In this paper international demand for Nepali tourism from the selected major markets has been estimated using time series data of number of tourist arrivals, per capita income, own price and prices of related goods. Autoregressive distributive lagged (ARDL) models are applied as a tool of estimation. This study confirms that tourism demand for Nepal is the composite function of disposable income, own price, cross price, lags of these variables, word of mouth of the visitors and qualitative factors captured by dummies. The most important policy implication can be derived from the words of mouth of the visitors. This manifests that only the good impression on the visitors can generates better words of mounth in favour of destination which underscores the up-gradation of the tourist products for the better image of the destination.
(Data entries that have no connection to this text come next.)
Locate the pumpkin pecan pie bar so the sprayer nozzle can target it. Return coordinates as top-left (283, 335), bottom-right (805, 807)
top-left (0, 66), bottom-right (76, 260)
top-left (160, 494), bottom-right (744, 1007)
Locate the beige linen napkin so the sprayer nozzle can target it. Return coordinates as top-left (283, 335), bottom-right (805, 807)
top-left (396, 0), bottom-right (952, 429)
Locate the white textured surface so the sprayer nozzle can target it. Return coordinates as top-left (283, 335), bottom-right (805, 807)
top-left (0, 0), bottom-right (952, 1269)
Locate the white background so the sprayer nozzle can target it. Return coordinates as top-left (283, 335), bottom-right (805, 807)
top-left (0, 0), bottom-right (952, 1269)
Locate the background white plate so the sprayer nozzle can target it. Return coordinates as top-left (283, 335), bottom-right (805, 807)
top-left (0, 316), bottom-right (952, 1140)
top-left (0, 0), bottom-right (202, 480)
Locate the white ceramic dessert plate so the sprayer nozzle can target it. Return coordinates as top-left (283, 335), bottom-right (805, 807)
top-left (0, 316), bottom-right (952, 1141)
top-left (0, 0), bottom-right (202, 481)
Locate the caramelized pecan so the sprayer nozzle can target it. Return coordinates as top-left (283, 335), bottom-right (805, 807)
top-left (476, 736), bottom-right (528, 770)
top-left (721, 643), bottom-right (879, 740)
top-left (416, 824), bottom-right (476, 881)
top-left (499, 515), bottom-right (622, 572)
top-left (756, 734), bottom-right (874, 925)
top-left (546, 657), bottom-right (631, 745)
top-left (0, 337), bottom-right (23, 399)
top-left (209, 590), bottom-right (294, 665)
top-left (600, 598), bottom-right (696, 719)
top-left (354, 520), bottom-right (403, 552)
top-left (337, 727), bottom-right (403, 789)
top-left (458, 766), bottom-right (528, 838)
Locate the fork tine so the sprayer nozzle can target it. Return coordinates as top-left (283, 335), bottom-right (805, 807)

The best performed models are used for forecasting the growth rates of tourist arrivals from the eight major markets for 2010 to 2020. The forecasted growth rates of tourist arrivals from major eight market are found very close to the actual average annual growth rates for 2006 to 2010.

Suggested Citation

  • Shoora B. Paudyal Ph. D., 2014. "Modelling and Forecasting Demand for Nepali Tourism," NRB Economic Review, Nepal Rastra Bank, Research Department, vol. 26(1), pages 58-89, April.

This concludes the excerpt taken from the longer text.